Cette campagne paisible accueille la majorité des usines des écuries de l’élite. C'est dans la petite commune d’Enstone que se situent les impressionnants locaux d’Alpine, où la marque dieppoise y développe ses châssis de formule 1. C’est ici également que nous avons eu l’opportunité de rencontrer Esteban Ocon. Le pilote ébroïcien se rend chaque semaine sur le site anglais pour travailler avec ses ingénieurs sur le simulateur de course.

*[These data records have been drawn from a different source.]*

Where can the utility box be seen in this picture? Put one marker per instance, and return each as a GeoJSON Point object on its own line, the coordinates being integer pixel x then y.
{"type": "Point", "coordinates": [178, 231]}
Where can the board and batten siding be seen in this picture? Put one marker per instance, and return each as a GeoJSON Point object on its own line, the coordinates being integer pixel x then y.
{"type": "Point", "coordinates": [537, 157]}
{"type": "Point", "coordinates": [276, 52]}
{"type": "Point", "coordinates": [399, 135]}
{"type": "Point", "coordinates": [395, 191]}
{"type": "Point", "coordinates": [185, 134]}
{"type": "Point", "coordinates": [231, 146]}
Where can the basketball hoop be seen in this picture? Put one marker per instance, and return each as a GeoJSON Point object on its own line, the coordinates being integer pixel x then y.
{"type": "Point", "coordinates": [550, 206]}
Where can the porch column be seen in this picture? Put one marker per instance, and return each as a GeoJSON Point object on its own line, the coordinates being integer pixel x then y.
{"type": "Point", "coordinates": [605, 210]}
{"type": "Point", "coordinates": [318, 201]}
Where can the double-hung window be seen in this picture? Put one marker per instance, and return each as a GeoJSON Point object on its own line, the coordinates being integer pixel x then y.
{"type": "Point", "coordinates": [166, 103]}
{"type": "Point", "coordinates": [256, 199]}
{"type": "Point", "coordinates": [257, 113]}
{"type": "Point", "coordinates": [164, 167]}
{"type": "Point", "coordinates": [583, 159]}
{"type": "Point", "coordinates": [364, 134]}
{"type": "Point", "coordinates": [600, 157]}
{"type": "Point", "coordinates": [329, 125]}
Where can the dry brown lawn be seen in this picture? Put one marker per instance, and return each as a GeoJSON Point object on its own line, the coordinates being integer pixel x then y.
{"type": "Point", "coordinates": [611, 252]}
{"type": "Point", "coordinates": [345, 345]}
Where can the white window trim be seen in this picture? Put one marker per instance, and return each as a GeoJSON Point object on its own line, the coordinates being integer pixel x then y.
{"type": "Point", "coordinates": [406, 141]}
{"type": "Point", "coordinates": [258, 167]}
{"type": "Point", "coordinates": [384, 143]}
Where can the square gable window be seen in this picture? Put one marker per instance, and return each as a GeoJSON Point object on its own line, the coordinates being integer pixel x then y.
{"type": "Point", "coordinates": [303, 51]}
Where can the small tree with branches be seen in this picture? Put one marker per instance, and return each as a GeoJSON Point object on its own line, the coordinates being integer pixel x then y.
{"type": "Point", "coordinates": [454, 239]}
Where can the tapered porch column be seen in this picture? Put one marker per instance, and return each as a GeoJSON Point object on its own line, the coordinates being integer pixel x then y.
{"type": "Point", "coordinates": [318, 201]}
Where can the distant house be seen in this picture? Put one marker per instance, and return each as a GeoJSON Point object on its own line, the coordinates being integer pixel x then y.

Ce jour-là le pilote arrive avec quelques heures de retard. Son avion en provenance de Suisse avait dû reporter son atterrissage pour cause de brouillard, pas de quoi effacer le sourire si caractéristique du jeune champion de 26 ans. "On va tâcher de rattraper le temps perdu", nous glisse-t-il sereinement avant de rejoindre le simulateur. Une pièce aussi perfectionnée que confidentielle dans laquelle nous avons pu pénétrer quelques minutes. A l’intérieur, Ocon retrouve son ingénieur de course Josh Peckett. Entre les deux hommes la relation est permanente avant, pendant et après la course pour optimiser les performances de la voiture.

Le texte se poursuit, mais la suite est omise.